Stress tests designed to assess the health of European banks have not taken some systemic risks into account, according to a major auditing report released today.
The European Court of Auditors (ECA) has found “shortcomings for assessing resilience against systemic risk” in the stress tests carried out by the European Banking Authority (EBA), raising questions over the risk-assessment measures that the body uses to predict how banks will perform under tough conditions.
According to the report, the EBA found that “negative effects of the shock were concentrated in several large economies most of which performed quite well during the last recession, rather than on the countries that were most affected by that crisis”.
The ECA added: “Owing to the lack of resources and the current governance arrangements, the EBA was not in a position to ensure ‘comparability and reliability of methods, practices and results’, as envisaged in the regulation.
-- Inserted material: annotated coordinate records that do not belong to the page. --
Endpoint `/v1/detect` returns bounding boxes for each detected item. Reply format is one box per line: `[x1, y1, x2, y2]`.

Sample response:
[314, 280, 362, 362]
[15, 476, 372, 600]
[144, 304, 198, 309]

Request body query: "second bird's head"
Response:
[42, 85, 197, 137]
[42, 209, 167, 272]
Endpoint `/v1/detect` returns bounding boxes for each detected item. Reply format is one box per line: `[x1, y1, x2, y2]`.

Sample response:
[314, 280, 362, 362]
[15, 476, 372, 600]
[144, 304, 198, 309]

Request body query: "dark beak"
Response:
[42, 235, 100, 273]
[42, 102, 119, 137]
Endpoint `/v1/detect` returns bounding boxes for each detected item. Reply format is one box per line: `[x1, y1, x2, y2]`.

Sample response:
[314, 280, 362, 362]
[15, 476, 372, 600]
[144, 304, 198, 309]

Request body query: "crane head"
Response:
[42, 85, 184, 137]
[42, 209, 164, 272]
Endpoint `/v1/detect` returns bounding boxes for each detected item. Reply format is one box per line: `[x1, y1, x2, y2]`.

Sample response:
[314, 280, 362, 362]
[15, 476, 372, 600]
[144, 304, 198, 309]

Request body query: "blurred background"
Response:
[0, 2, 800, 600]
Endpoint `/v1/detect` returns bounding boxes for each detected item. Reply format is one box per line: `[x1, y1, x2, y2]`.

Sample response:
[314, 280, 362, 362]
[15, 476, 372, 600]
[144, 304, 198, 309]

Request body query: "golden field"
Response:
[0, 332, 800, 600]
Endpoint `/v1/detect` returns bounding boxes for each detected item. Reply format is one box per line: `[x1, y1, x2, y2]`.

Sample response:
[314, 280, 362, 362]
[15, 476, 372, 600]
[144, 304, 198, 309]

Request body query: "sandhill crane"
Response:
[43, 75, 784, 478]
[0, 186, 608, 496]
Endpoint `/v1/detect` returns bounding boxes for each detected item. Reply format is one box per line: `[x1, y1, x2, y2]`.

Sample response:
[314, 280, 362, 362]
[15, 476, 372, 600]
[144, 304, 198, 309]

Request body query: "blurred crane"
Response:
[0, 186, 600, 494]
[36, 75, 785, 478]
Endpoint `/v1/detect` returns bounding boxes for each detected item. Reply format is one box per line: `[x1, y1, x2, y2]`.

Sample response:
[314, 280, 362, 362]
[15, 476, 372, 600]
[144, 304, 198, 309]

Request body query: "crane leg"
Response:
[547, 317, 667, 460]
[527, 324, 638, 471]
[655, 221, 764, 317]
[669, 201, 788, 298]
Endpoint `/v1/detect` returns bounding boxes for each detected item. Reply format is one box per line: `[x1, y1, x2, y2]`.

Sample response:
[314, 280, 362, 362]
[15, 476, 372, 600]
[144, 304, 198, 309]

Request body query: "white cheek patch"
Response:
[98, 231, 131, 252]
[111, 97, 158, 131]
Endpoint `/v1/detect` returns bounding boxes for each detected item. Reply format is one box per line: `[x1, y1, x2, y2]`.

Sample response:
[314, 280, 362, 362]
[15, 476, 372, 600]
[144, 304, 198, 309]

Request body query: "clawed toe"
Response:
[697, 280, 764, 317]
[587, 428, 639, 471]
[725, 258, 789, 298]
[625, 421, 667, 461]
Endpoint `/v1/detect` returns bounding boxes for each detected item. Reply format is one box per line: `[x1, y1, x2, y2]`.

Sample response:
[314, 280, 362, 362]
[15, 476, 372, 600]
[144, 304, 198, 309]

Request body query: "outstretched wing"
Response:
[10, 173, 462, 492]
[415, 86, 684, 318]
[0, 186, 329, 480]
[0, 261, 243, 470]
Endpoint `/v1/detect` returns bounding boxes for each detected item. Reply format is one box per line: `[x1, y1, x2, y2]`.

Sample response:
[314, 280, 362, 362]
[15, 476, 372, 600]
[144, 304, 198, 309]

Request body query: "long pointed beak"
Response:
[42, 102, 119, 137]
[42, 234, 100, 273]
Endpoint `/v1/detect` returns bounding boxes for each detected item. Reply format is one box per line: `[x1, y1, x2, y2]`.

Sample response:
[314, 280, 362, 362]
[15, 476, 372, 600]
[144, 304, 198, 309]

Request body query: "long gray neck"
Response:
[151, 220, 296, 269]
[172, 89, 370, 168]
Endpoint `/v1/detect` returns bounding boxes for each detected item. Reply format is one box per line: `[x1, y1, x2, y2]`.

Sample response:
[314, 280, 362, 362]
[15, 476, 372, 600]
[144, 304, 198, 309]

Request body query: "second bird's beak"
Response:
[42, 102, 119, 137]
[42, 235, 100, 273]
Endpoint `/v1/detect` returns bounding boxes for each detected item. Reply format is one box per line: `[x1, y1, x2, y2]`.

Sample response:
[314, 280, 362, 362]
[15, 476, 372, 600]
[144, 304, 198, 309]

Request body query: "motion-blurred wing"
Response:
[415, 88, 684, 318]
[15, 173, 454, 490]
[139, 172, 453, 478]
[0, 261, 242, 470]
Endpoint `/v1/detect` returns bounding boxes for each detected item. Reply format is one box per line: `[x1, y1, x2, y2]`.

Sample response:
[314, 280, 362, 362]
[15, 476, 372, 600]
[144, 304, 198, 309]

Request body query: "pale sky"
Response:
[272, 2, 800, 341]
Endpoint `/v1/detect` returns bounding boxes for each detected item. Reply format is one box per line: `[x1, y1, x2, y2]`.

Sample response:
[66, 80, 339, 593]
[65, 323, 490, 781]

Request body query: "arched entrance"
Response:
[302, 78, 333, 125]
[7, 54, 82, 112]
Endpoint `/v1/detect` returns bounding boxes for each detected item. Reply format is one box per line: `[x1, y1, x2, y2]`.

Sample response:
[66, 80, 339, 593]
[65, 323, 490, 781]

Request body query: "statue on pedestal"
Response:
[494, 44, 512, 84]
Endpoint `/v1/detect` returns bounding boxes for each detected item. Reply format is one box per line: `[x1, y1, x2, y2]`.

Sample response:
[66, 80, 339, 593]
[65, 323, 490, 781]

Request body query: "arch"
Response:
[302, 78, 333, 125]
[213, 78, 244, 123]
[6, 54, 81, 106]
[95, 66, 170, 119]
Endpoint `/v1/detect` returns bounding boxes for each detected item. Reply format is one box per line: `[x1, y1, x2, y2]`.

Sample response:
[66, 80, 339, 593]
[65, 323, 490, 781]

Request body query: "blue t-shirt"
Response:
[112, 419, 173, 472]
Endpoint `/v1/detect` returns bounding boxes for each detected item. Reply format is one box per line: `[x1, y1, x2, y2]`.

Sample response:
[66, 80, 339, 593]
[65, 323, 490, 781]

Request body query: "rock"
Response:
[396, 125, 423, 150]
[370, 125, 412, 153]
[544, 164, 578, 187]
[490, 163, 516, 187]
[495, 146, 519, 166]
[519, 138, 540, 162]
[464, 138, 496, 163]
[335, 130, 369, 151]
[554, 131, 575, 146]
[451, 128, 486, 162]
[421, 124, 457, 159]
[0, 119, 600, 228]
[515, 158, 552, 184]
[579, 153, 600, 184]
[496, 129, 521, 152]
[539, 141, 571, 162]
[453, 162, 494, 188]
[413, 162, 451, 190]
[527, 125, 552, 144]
Instead, it had to rely primarily on national supervisors. On the positive side, a large amount of information was published.”
Late last year the EBA published results showing that every financial institution in the EU passed its “adverse scenario” stress tests in a report that was welcomed by the industry a decade on the financial crash.
All 48 of Europe’s biggest banks passed the major capital thresholds, beating the common tier ratio of 5.5 per cent under adverse stress.
British bank Barclays ranked lowest in the test, while troubled German lender Deutsche Bank had performed better than some forecasters had predicted.